Having your invention coming to the world’s light is an exciting thing. You will want the whole world to know what you have achieved and possibly receive credit for the same. However, before you get lost in the excitement, you need to consider how you can protect your hard work from fraudsters and anybody who might want to take advantage of your invention or creation. While patents and copyrights are inarguably the best tools to have in your arsenal, you can’t solely depend on them. On this note, here are some things you can do to protect your intellectual property.
1. Get Legal Counsel
Different types of intellectual property may face different types of threats. Copyright can help protect your work from being reproduced without your consent. On the other hand, a patent helps safeguard your invention from people who may want to claim credit or benefit from it financially. Trademarks protect brands, yet according to Revision Legal, online ventures may need their own specific approach. This makes it helpful to consult legal experts that understand your needs regarding protecting intellectual property.
2. Separate Teams
Sometimes, you will have several people working on your idea during its developmental stages, testing, and so forth. When you have a team with access to your concept as a whole, there is a high likelihood that it could be leaked or copied. To make sure it is protected, you need to divide your team into sub-teams and get them working separately on different pieces. Preferably, let them be in different geographic locations, preferably anonymous to the other. That way, it will be hard for them to come together, join the pieces, and recreate your idea to completion.

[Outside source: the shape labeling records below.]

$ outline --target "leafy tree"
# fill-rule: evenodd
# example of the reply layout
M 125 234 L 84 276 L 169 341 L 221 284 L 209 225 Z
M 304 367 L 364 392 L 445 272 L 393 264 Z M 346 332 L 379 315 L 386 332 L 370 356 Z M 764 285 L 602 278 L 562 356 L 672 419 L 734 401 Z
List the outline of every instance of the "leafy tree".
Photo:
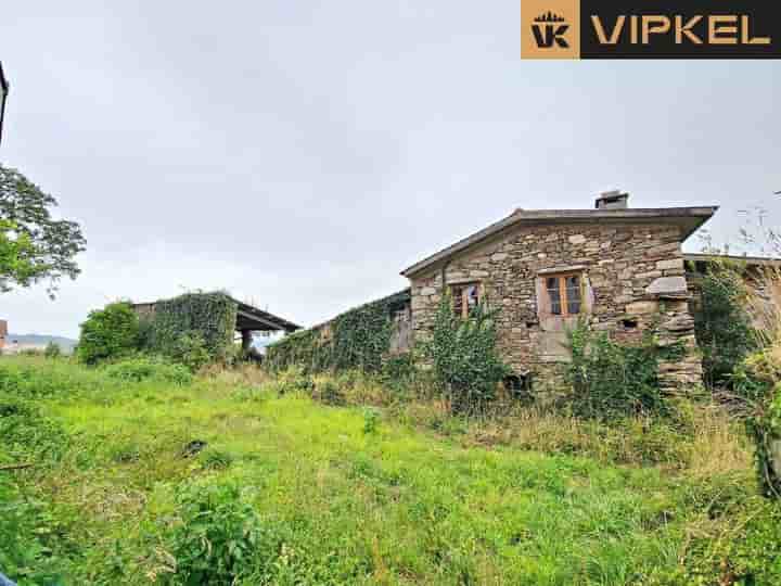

3. Use Exact-Match Domain Names
One of the best ways to protect your interests is by having your business or product domain name matched with your IP. One of the benefits of exact-match domains is that the name will be protected such that no one coming up with a similar idea as yours gets to use a name similar to yours. This helps avoid confusion. This can be costly if whatever you are protecting is temporary. However, if the idea will be in use for quite some time, the benefits offered by this option are unrivaled.
4. Have Non-Disclosure Contracts for Employees and Partners
Sometimes, you can’t put ideas into use until you have integrated their specific skills into it. This means you will have to make them part of the idea. When this is the only option you have, non-disclosure contracts are useful in protecting your ideas and any information in your business you wish to keep confidential. For example, video game developers will have their employees signing confidentiality agreements to ensure the protection of their IP. These contracts make them legally liable for any leaks which can be very costly.
5. Keep Away from Joint Ownerships
It is possible to have an idea or intellectual property created by more than one party. In that case, both parties have ownership rights over such property. They may copy, recreate, or even distribute the property without the consent of the other involved parties. This means that there is a risk to be exploited by the other and there is nothing you can do about it. To be on the safe side, it is good that you keep off joint ownerships or if there is a need to have the other party on-board, let the ownership rights be entitled to one person.
6. Make Use of Strong Access Controls
Most intellectual property will have a manuscript or a guide that shows how it came to be. You don’t store this somewhere in your office or on any random folder on your computer. You need to have something safer that will require identity verification before anyone can access them. Don’t make use of passwords as they are very obsolete especially when used alone. Make use of modern systems that make use of adaptive authentication or the very least a two-factor authentication. The stronger the access control the safer your intellectual property will be.
7. Keep It Out of Sight
Patenting and the use of copyright are classic ways of making sure your intellectual property is protected. The use of digital rights management and making random visits to court are ways to make sure your IPs are well protected. However, one way that will save all that trouble is keeping things quiet and out of sight as much as possible. Limiting exposure ensures that your creation remains hidden and out of prying eyes until you have something that the world will recognize as yours and yours alone. If you can work on an idea alone and make it work, then do so. Involving people is far much a risk that will require other security measures.
Intellectual property is one of the most valuable possessions one can have. This means you need to protect it as much as you can. The tips in this piece should come in handy on that bit.